A close friend gone to God

Palmerston North Fr Kevin Neal6 April 2011 It’s been a mysterious few days. I was sure that I had grown used to the idea of my friend Fr Anthony Ford’s…

Palmerston North

Fr Kevin Neal
6 April 2011

It’s been a mysterious few days. I was sure that I had grown used to the idea of my friend Fr Anthony Ford’s death and when it came I would take it in my stride. But when it did come I felt strangely cut off from everything – just Anthony’s death and nothing else. There wasn’t any great procession before my eyes of his life – just a deep mysterious feeling of his death. I wasn’t used to that. [Fr Anthony Ford died on February 14 and, after a funeral in Hawera on Friday, was buried in Christchurch on Monday February 21.]

I had known Anthony for about 15 years. We never really talked that deeply about the years before we met. His talking got pretty serious though when he mentioned the idea of priesthood for himself. Just like Anthony, I had a good long time as a brother and the brothers had helped me make the move. He seemed to want to do the same thing. I could tell that he was pretty well inclined that way and I trusted that. I knew he was a pray-er and that he was taking pretty good advice. My provincial in the brothers put it down as a simple ‘course correction’. I would still be serving the Lord, just in a slightly different way. As far as I could tell, Anthony would be making a ‘course correction’ too. It seemed pretty good to me.

He did go to the seminary in Auckland. He was pretty clued up in theology already but he needed the time and distance before he would be ordained. It was quite a big move so generally they require a gap of at least three years. In the seminary he made some fine friends but in the vacations we would catch up on old times. I still have photos of his diaconate ordination and when he was ordained priest he was posted to Hawke’s Bay and I was, by then, in Stratford.

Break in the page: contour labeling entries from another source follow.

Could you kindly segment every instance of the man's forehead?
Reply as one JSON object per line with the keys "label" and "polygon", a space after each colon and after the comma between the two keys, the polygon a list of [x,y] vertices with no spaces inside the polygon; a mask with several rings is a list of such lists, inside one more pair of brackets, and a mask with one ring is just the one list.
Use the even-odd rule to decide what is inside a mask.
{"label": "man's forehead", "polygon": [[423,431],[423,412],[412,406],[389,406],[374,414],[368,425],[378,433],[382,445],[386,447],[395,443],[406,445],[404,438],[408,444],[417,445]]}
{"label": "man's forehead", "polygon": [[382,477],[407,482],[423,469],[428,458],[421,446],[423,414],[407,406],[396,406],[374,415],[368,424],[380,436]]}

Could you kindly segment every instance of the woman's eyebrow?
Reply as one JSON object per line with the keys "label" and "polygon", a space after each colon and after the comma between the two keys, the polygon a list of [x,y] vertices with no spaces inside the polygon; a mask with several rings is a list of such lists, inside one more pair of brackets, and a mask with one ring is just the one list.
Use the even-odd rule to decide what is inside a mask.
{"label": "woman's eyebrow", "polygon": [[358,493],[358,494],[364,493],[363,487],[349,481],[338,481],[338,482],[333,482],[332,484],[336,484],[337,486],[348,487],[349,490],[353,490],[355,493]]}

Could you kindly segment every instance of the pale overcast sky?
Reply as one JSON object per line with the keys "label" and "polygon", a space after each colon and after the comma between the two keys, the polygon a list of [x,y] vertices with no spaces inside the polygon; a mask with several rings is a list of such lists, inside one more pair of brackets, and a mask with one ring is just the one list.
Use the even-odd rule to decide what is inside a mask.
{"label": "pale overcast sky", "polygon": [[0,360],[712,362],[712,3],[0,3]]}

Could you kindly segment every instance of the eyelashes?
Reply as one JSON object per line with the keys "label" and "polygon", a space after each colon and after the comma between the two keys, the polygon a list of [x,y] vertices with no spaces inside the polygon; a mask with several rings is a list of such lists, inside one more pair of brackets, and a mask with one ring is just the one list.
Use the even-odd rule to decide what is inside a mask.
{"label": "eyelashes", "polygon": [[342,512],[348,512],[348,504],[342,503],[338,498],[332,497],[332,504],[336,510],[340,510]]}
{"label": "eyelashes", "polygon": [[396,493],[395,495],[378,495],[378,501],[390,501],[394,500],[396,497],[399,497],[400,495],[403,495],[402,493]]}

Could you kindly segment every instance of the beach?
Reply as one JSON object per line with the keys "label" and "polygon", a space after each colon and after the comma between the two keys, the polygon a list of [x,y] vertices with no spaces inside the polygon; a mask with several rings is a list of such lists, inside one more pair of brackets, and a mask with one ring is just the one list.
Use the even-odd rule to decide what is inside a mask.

Soon a vacancy came up for him in Hawera. It was great having a priest friend in the next parish but it wasn’t long before I had my stroke. He was constant visitor in the more than two months I was in Hawera Hospital and he did lots of my laundry! He continued to see me when I was in the Mission Rest Home in New Plymouth and it was there, I think, that he came to realise the value of such a place. He was to see out his own days in the same place some five years later.

When I ended up in the Bay again there were many phone calls and rather long trips to see each other. Eventually, however, he was found to have a brain tumour. He was able to tell me about that and I was relieved because I had guessed that something was wrong but my suggestions about seeking help were not well received. He took the news of the tumour though with all the alacrity of receiving a weather report. He proceeded to plan how he could best use the year or so that remained for him. No fuss and bother, just a matter of ‘what do we do now?’. His faith-in-action was quite spell-binding really.

I saw him about three weeks before his death. We talked a bit and agreed, using lines from St Thomas More, to meet in heaven and to continue the discussion there. Several weeks later I called on him but he wasn’t able to speak. It was only a few days before his death. At the time of my stroke I was absolutely sure that he would have buried me. We even talked about it. It seems the good Lord saw it differently.

The irony of it all is that while I was helping Anthony into eternity, the family in which I was staying in Stratford had just welcomed a grandchild into the world, a mokopuna. It was as if God was saying quite loudly, ‘the Lord gives, the Lord takes away, blessed be the name of the Lord…’ God has it all under control.

And of course, one day following Anthony’s burial in Christchurch there was the earthquake. But that is another story.